Intéressant de noter que Wilson ne donne pas dans l'endoctrinement religieux. A l'inverse, elle ne cherche pas non plus à attaquer les croyances des autres. Le discours qui transparaît au fil de la progression de Vess, où les idées s'accumulent et se répondent parfois, pour que chacun puisse se poser ses propres questions. A titre d'exemple, votre rédacteur, athée convaincu, a vu ses convictions remises en doute - pas sur le principe de l'existence d'une divinité, mais sur cette idée du fameux Royaume Invisible. A côté, Grix apporte plus de pragmatisme, et c'est elle qui amorce vraiment les moments d'action et de bravoure. Au-delà du discours, la série marche aussi en tant que simple objet narratif. Les personnages fonctionnent, l'univers d'Invisible Kingdom a son propre style et n'oublie pas de poser des repères pour le lectorat. Parce que ce fil rouge de grande conspiration est forcément captivant, et qu'au détour des derniers chapitres, arrive un premier constat qui, lui, fait tristement écho à notre réalité.
C'est à ce moment là qu'on se rendra compte, à l'évidence, de la réussite d'Invisible Kingdom en termes de science-fiction pure, capable de faire écho à une époque et ses dérives. A l'ère de la post-vérité et de l'impuissance des états face au corporatisme ou à la bigoterie, difficile de ne pas se sentir impliqué. Mais tout aussi passionnante qu'elle soit, l'intrigue ne serait rien sans la touche artistique unique que lui confère Christian Ward (qui a récolté pour son travail l'un des deux Eisner Awards).

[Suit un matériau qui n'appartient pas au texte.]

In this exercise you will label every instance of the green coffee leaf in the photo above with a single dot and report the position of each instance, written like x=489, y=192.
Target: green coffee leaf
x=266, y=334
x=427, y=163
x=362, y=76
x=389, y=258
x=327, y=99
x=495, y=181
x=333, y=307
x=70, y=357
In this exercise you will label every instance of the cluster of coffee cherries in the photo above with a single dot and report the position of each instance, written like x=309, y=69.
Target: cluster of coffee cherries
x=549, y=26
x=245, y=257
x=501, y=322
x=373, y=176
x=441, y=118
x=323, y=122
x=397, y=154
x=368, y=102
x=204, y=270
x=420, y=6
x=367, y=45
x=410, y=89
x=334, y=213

L'ensemble peint en numérique explose de couleurs vives, avec des compositions proprement hallucinantes, qui permettent à l'univers d'Invisible Kingdom de se développer sur le long-terme. Seule ombre au tableau : certains effets de flou et certains personnages semblent plus bâclés, avec moins de finesse dans leurs contours. C'est à peu près tout.

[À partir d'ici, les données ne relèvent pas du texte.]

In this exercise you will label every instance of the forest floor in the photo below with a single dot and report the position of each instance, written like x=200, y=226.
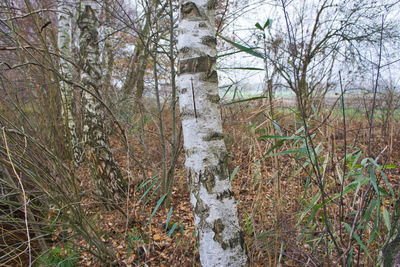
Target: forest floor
x=272, y=193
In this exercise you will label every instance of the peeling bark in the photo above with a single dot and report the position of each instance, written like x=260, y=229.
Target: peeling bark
x=221, y=240
x=107, y=176
x=390, y=254
x=65, y=15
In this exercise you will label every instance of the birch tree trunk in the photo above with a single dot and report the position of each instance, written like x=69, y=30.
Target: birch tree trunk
x=65, y=14
x=389, y=256
x=108, y=177
x=220, y=237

A côté, les designs débordent d'imagination, cohérents dans la diégèse du récit. Le bâtiment de l'Eglise de la Renonciation et les uniformes de ses disciples se répondent dans leur esthétique. Ward sait aussi s'amuser avec les échelles de taille, pour faire apparaître des vaisseaux spatiaux plus grands les uns que les autres, avec des résultats stupéfiants. Il y a du spectacle, voire même du grand spectacle. Panoramas stellaires emplis de couleurs désordonnées, virtuosité des compositions, une imagination riche et débordante et qu'importe si quelques mouvements de vaisseaux sont difficiles à lire. L'important est de s'en prendre plein les yeux, et Ward sait comment y faire.

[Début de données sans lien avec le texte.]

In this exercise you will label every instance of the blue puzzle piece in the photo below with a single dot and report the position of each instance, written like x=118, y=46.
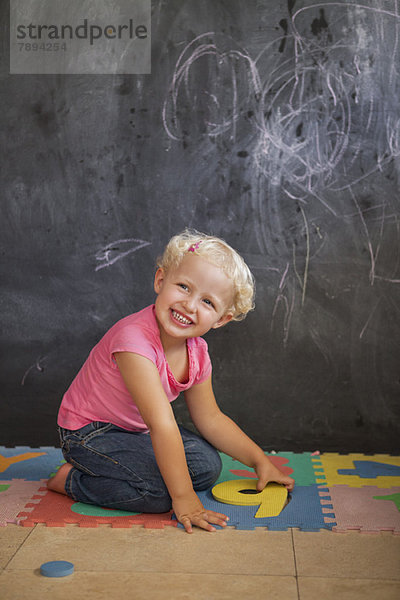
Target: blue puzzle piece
x=304, y=511
x=369, y=469
x=34, y=468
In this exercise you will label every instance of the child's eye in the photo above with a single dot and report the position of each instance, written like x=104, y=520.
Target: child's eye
x=208, y=302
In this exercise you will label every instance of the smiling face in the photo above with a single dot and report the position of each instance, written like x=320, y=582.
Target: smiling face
x=191, y=300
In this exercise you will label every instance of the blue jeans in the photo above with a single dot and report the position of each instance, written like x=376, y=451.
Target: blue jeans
x=116, y=468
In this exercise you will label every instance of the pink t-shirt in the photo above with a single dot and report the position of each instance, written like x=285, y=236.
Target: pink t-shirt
x=98, y=393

Vous l'aurez compris : Invisible Kingdom n'a clairement pas volé ses Eisner Awards. Sur les bases d'une intrigue au premier abord assez simple, G. Willow Wilson construit une superbe relation entre deux héroïnes attachantes, tout en discutant de la foi, des croyances, du rôle d'un état défaillant quand la corruption est présente à tous les étages d'une société. Impressionnant par sa richesse visuelle, le titre démontre l'incroyable talent d'un Christian Ward qui nous vrille la tête dans les étoiles. Un titre de SF au sommet, tant sur le plan des images que des idées.